Poland’s baseline inflation — excluding food and energy prices — was in line with that of the eurozone and, especially, that of the region, said the governor of Poland’s central bank (NBP), Adam Glapiński, during a press conference on Thursday.
The central bank head indicated that the inflation rate is higher in Central and Eastern Europe (CEE) because people in this region spend more of their income on food and energy, which is not as much the case in wealthier Western societies.
Glapiński argued that Polish inflation is pretty much in line with the average for the CEE region, which is around 12 percent. The high rate of base inflation has occurred because of the shocks that have had to be absorbed by businesses with regard to factoring rising energy costs into prices and the high cost of labor due to the healthy situation in the labor market.
According to Statistic Poland (GUS), the retail price index in April fell to 14.7 percent, while the baseline inflation figure actually rose to 12.3 percent in March.
The head of the NBP argued that companies for some time have been increasing both prices and their profit margins, especially in countries with low unemployment such as Poland and Czechia. However, he said that this is changing as a result of a fall in demand.

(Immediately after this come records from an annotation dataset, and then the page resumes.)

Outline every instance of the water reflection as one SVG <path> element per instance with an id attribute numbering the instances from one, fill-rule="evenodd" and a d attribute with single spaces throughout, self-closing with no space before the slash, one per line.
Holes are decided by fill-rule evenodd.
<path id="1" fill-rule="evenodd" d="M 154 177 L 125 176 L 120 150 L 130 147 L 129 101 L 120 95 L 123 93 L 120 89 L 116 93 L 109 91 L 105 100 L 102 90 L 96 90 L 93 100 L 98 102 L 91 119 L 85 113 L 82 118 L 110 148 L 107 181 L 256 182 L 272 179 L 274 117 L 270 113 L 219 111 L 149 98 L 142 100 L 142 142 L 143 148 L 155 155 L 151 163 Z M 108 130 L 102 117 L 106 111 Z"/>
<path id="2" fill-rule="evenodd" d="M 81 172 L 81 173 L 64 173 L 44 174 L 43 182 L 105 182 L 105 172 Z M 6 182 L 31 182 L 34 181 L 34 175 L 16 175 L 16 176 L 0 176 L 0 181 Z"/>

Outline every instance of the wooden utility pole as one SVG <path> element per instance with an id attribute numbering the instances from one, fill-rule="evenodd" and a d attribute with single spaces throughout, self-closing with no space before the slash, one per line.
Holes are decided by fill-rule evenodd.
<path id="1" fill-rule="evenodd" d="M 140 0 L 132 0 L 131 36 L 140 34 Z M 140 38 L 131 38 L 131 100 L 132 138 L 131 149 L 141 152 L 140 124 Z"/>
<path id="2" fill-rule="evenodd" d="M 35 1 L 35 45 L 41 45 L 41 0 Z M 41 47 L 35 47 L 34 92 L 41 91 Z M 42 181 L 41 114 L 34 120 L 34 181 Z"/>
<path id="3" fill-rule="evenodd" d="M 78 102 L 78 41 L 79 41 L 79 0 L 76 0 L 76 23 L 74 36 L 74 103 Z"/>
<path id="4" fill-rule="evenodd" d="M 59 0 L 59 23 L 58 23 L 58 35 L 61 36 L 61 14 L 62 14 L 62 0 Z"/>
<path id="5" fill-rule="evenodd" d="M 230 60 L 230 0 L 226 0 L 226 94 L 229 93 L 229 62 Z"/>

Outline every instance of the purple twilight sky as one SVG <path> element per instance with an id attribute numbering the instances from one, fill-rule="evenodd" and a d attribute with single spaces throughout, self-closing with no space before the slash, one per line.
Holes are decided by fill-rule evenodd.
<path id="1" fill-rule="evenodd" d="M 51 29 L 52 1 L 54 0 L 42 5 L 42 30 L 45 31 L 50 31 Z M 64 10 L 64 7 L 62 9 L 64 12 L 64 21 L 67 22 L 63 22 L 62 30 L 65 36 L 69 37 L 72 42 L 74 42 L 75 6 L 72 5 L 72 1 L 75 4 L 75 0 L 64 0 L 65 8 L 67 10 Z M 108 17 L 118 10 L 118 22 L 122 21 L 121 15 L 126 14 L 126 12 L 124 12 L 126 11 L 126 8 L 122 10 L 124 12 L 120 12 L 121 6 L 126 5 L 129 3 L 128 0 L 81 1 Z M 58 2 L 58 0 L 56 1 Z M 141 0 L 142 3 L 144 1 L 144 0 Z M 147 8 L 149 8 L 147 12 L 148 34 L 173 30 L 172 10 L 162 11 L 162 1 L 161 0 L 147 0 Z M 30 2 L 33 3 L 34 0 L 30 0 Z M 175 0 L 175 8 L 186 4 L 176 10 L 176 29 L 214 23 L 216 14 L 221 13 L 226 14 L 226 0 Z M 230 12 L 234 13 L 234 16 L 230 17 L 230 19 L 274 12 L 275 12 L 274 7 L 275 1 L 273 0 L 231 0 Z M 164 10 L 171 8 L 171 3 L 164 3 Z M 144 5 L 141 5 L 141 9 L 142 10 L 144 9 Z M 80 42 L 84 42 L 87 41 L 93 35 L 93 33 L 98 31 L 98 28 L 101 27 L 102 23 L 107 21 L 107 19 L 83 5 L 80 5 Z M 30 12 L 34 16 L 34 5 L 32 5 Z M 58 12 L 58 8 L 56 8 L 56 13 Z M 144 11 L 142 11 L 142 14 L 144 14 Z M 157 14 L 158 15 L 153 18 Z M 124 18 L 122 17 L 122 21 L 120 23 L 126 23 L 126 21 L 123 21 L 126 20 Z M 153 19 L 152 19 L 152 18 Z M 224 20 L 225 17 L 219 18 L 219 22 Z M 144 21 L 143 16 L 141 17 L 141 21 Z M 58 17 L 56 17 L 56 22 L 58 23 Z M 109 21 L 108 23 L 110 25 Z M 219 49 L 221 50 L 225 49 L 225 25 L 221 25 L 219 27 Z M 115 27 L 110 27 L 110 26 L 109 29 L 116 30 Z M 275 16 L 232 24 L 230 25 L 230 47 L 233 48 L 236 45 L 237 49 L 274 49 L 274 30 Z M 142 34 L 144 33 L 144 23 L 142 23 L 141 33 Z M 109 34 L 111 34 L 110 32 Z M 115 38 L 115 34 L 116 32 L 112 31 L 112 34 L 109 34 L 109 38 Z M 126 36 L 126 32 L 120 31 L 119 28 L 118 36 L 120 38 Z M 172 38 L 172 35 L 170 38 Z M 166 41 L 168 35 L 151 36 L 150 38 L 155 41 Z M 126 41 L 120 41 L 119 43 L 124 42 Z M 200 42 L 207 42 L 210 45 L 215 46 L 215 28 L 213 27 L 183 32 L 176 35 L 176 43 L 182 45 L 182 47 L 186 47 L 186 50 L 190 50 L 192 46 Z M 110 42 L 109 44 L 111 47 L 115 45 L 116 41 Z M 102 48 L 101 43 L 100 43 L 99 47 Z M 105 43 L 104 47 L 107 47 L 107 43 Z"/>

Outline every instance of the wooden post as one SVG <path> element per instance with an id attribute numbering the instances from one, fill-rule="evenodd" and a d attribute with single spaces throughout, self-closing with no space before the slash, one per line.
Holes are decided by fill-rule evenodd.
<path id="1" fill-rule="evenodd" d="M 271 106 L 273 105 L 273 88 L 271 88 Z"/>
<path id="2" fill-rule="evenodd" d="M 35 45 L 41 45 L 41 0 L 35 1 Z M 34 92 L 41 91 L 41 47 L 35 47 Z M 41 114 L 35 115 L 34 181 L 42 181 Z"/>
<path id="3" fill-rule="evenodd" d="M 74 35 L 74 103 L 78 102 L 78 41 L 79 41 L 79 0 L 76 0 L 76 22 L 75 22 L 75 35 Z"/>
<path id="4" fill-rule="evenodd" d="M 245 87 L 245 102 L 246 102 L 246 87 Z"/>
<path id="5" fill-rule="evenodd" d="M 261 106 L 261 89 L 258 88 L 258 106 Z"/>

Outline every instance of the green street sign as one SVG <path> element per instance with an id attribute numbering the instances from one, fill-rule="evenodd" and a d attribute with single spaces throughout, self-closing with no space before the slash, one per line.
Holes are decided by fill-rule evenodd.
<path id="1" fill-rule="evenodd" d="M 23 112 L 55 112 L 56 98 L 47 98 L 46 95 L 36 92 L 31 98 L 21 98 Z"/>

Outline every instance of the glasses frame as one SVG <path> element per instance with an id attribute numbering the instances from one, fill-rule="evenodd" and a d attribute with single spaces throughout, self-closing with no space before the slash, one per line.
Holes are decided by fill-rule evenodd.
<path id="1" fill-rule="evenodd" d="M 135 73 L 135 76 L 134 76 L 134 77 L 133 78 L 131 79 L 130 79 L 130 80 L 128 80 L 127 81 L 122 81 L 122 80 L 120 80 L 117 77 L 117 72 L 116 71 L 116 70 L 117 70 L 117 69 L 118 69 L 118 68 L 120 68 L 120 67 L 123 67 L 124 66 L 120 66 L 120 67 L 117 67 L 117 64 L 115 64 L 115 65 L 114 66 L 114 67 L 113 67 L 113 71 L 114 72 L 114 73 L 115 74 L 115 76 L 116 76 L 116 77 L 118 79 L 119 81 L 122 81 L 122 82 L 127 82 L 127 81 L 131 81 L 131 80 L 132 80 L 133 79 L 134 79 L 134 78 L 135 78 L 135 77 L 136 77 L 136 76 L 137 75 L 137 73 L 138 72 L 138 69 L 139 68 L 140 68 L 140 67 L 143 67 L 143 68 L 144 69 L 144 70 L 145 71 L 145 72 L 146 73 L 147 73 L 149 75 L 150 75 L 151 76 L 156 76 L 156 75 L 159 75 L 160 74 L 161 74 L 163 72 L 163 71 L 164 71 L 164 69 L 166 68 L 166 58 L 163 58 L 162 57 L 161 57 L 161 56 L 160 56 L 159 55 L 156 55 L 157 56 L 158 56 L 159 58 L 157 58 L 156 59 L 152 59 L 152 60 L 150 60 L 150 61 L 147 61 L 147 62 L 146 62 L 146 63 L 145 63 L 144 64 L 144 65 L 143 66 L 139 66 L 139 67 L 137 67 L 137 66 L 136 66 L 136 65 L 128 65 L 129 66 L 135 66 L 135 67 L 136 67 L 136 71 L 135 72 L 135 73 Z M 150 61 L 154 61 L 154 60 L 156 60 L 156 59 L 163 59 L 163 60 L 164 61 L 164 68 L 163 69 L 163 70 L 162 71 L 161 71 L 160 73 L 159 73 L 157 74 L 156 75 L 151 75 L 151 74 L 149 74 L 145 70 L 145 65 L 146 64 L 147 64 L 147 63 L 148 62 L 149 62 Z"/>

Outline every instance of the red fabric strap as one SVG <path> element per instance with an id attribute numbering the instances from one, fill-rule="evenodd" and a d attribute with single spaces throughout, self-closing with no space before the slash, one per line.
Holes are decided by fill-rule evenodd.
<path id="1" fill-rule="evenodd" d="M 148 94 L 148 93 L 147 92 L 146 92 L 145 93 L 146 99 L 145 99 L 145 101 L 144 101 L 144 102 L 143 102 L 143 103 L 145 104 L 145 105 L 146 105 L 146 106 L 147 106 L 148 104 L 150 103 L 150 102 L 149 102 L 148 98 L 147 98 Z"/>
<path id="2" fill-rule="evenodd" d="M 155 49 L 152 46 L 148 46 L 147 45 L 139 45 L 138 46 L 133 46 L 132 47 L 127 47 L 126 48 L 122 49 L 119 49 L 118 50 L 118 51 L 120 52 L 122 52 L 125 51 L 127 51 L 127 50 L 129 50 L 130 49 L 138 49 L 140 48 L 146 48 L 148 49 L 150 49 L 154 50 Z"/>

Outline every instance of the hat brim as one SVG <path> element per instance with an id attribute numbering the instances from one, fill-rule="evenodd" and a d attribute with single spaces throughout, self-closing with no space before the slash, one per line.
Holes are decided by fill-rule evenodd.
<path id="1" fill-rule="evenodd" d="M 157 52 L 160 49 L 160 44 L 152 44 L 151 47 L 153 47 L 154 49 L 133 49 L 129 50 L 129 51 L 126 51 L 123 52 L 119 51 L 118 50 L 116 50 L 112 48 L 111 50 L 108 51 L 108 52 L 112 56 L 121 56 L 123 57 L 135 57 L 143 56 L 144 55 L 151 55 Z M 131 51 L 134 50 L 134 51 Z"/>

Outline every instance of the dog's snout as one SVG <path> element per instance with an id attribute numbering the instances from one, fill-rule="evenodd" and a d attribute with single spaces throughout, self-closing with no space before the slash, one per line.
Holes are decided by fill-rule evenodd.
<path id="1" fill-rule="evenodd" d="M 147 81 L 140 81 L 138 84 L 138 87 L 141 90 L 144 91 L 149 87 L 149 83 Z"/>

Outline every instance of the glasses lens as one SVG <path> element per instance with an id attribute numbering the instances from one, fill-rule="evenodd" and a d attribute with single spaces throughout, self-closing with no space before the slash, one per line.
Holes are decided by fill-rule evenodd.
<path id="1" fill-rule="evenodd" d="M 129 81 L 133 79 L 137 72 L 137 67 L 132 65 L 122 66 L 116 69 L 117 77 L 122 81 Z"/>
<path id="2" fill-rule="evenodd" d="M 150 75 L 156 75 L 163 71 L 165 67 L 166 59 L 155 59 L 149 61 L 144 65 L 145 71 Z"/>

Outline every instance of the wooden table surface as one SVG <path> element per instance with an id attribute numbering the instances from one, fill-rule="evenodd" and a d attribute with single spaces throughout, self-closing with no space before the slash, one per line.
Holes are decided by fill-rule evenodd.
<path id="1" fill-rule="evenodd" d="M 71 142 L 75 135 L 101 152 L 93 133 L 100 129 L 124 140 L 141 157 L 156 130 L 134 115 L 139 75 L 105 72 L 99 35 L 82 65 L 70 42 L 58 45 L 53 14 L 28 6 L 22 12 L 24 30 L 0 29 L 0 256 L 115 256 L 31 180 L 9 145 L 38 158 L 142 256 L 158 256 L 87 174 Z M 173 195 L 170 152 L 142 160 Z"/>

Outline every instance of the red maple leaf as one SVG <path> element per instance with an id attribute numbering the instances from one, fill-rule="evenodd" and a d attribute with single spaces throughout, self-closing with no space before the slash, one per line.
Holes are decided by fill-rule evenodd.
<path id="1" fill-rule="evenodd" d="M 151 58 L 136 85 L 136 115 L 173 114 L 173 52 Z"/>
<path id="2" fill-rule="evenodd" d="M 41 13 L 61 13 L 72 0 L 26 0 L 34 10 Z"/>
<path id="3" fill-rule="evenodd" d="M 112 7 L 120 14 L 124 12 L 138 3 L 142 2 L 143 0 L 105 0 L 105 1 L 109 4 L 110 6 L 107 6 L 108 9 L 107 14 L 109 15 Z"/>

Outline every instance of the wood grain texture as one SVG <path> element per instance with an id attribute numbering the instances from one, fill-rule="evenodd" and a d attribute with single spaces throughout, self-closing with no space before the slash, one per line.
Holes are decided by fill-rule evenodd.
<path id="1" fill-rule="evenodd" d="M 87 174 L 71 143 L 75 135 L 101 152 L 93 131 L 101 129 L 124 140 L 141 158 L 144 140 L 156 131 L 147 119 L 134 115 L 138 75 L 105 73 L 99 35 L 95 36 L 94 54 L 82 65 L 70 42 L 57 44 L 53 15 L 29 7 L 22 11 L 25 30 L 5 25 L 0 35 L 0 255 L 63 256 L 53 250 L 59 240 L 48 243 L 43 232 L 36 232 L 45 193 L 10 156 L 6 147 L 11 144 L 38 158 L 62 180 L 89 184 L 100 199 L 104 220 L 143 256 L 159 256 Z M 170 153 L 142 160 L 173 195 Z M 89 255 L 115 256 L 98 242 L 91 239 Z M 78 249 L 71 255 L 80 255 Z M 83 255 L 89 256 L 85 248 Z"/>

After its latest meeting, the Polish Monetary Policy Council (RPP) kept interest rates at the same level. This is the eighth month in a row of no change, with the rate currently at 6.75 percent. In its statement, the council said the rise in the cost of raw materials and supply chain problems had affected the rate of inflation but that these pressures were now easing, which should confirm the downward trend in the rate of inflation.
Falling demand is predicted to add to that downward trend. As a result, the council stated that earlier tightening of monetary policy has led to a decrease in inflationary pressures and means that Poland is now moving in the right direction with regard to meeting the central bank’s goal of getting the inflation rate back down to 2.5 percent.